Henrietta bridled in a manner that was already wearisomely familiar to Muna. Muna found herself meeting Zacharias’s eyes. They were full of fellow feeling—evidently Mr. Wythe was no stranger to the disagreements between his wife and her oldest friend.
“I know you are wont to forget this, Prunella,” said Henrietta. “But you can claim no authority over me! Besides, you have not thought of what it will mean for me. How can I be worthy of being called a magicienne if I do not perform magic?”
“You do perform magic,” Prunella objected. “What do you call your effigy, that you use to persuade your family you are with them?”
“Oh yes! Cheap trickery and parlour games!” said Henrietta in disgust. “You will not tell me that that is all I may expect to do? You founded this Academy to equip magical females to serve their nation. How long must we wait till we begin?”
“Miss Stapleton speaks a great deal of sense,” said Zacharias. His tone was mild, but Prunella glared at him.
“The truth of the matter, Zacharias, is that you think it a very good notion!”
Zacharias inclined his head. “We have agreed you cannot go, but someone must—duty as well as friendship demands it. England can ill afford to lose a sorcerer like Damerell, and if he were to fall into the Fairy Queen’s clutches, her magic would be amplified, making her a greater threat than ever. Miss Stapleton is England’s best magicienne bar one; we can repose absolute confidence in her—and she wishes to go.”
“But anything could happen!” said Prunella. “I wonder you are willing to risk it.”
Mr. Wythe said, half-smiling, “If I did not believe in the occasional gamble, my love, I would not have surrendered the staff of the Sorcerer Royal to you!”
“And you have not heard my plan, Prunella,” said Henrietta. “I have the French, you know, for my nurse was a Belgian lady. Even if I were caught there is no reason why Britain should be blamed.”
Zacharias’s brow furrowed, but the Sorceress Royal was quicker—or perhaps it was just that the suggestion was perfectly adapted to her manner of thinking.
“So if you are discovered you can persuade Threlfall it is the French that sought to kidnap Damerell,” she said. “Oh, you cunning creature! I wish I’d thought of that. I would make a wonderful French spy.”
“No, you would not,” said Henrietta firmly. “You could not pass two minutes in Fairy without everyone’s knowing who you were at once. But I am quite a different matter.”
Prunella folded her arms, trying to frown, but she was so beguiled by the idea of cheating the French that the frown kept sliding off her face. She turned to Muna.

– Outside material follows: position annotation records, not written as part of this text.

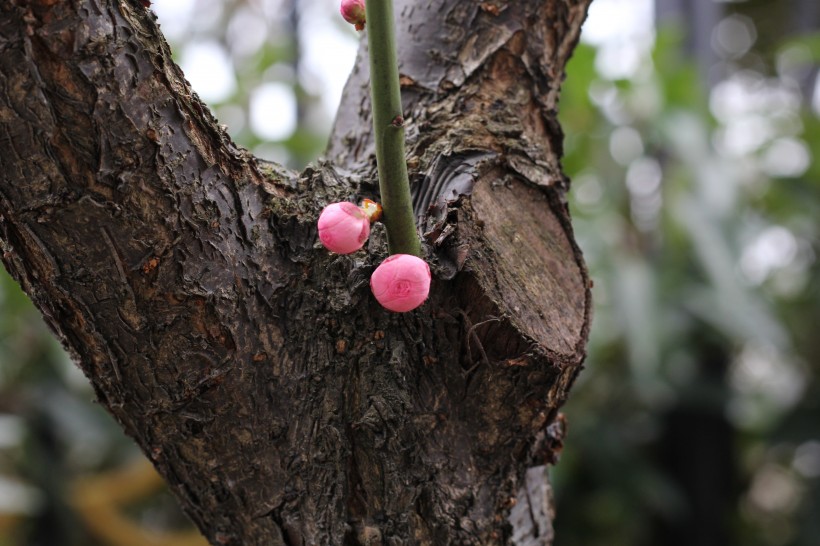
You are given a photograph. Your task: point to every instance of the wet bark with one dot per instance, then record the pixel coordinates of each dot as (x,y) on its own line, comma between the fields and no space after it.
(279,401)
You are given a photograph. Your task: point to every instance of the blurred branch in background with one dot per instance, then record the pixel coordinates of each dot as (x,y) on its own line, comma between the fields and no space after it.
(695,198)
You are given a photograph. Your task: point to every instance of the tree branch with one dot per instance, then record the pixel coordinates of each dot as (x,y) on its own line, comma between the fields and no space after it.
(281,403)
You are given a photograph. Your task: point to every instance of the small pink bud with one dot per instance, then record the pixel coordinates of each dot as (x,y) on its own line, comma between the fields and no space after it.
(353,12)
(343,227)
(401,283)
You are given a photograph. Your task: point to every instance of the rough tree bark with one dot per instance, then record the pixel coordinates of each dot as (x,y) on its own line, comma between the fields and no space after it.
(280,402)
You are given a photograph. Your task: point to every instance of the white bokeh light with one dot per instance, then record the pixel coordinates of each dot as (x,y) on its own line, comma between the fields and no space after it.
(273,111)
(209,69)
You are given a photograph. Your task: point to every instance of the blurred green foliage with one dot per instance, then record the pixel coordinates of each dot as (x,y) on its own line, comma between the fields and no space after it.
(698,214)
(697,420)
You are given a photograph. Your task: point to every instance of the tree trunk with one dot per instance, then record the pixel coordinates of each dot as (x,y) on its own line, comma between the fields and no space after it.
(282,404)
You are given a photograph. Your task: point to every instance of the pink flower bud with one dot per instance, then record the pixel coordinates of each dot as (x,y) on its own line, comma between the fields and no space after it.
(353,12)
(401,283)
(343,227)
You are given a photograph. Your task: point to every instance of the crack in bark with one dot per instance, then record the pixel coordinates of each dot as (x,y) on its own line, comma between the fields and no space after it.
(280,402)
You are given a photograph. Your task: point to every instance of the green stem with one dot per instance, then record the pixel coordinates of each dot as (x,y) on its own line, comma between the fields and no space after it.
(388,127)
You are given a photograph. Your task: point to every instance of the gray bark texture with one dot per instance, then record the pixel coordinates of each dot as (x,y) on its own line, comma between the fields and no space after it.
(281,403)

“Will you mind being accompanied by a French spy, Miss Muna?” she said. “I don’t know what it will do for Janda Baik’s credit with the world.”
Muna would have agreed to any companion, so long as she was not prevented from going to the Unseen. “I should be honoured to travel with Miss Stapleton.”
“Well, then!” said the Sorceress Royal. “Zacharias is so cautious upon the whole, I suppose we had best attend when he counsels recklessness. You have always spoke the most elegant French, Henny—Boney could not do better.”
“Oh, Prunella!” cried Henrietta, transfigured. She flung her arms around Prunella. “I promise you will not regret this.”
Prunella returned her embrace, but her mind was already on the practicalities of the undertaking.
“You can hardly walk into Threlfall as yourselves,” she said. “Nor even as Frenchwomen, for no French spy would declare herself for what she was. How ought we to disguise them, do you think, Zacharias?”